5 thoughts on “The Opposite of Jim Crow is Jim Crow

      1. I read the “limited scope” article you shared.

        Wow Seriously? So you think that the 1st Amendment Right to Freedom of Speech supersedes being a kind, thoughtful, equity seeking citizen to all peoples regardless of their color, ethnicity, or race?

        I am so sorry but in the moral jury of the universe, in the great kingdom of heaven of Jesus, in the temple of Moses, in the depths of all the Hindu Gods and Goddesses, and in the sanctuary of Buddha -being kind to all beings, all colors, races, and ethnicities will always be at the top of the pyramid no matter how much you want to kid yourself.

        Using the “poor me, I’m white” strategy and then claiming it’s all in the name of free speech at the cost of others’ safety, sanity, housing, security, retirement savings, bank loans, offspring and LIFE itself has no redemption in the great jury hall of your own self judgement.

        You can run but you cannot hide. Your conscience is watching you.

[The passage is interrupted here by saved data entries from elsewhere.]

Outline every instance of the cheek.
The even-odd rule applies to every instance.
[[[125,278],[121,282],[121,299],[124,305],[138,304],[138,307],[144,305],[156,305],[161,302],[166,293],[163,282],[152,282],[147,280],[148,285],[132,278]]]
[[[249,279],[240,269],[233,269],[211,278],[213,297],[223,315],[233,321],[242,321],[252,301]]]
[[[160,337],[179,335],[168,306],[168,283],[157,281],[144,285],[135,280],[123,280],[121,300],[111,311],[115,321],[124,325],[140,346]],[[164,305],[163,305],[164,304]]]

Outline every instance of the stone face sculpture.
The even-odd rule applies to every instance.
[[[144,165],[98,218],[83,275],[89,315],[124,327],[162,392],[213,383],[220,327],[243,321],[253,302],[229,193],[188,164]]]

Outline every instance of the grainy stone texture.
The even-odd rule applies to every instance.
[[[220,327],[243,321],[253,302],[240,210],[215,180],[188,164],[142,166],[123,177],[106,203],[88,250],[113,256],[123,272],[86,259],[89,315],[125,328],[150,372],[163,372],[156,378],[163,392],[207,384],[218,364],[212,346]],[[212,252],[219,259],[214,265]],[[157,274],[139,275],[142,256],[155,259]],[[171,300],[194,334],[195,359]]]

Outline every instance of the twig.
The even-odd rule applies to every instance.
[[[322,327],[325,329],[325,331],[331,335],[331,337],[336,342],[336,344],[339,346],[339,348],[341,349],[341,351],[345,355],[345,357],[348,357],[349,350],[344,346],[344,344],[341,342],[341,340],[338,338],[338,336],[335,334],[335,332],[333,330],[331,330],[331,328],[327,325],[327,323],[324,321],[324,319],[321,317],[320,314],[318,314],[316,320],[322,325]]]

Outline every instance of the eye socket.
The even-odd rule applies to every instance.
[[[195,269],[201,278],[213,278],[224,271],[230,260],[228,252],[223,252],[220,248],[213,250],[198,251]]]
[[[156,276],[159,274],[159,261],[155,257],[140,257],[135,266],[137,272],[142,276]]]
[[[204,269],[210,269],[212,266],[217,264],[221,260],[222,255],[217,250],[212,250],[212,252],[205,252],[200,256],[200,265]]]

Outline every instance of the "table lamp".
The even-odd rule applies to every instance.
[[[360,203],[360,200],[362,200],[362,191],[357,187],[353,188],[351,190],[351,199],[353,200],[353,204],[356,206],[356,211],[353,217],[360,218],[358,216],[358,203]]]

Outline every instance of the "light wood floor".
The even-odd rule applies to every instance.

        1. I do not use the ‘”poor me, I’m white” strategy’ and, frankly, cannot imagine where you come up with that interpretation of what I wrote.
          And I, too, believe in being kind and just and gentle and taking care of everyone’s feeling. I do NOT believe, however, in segmented entitlement: we are ALL entitled to that care and love. All of us, regardless of the rather minor characteristic of skin color.
          We are all part of the same family so all lives matter. No one should be discriminated against, or for.
          As I said in my piece, the opposite of Jim Crowe is Jim Crowe and it is bad coming or going, no matter who is on the receiving end.
          Dr Rima

  1. There are so many things that trouble me about your comment that I hardly know where to start.
    I am human. That is my primary qualification and identification. I was not aware, though, that I was a non-white person and would love to know how that happened since in addition to being a female (previously thought I was a white one, but you tell me that I am not), humanitarian, lecturer, author, parent, physician, wife, sister and daughter (so we are pretty much on the same steps there), I am a great deal more than a F(?W)HLAPPWSD just as you are much more than a WFHTPWSD.
    The organizers of the BLM movement, unlike you, have clearly said, over and over, that ONLY Black Lives Matter. Many who fight for equality, as I do and I assume as you do, too, do not say that. But those who do say so loudly and clearly, and in a very racist way.
    That is, to my mind, Jim Crowe, and Jim Crowe is a deep social evil which impoverishes all of us, whether we are on one end of that toxic see saw or the other.
    I do not agree that I have disregard, blatant or otherwise for POC and Native and Indigenous people’s histories and experiences. Inequality a social and moral evil and must be rooted out. For every one.
    We all matter and the evils of oppression and social and economic injustice are just that, evils.
    Why is a broader perspective seen as a mitigation of the narrower perspective? The one fits into the context of the other and both must be acknowledged. And NONE of this has to do with the number of melanocytes in anyone’s skin.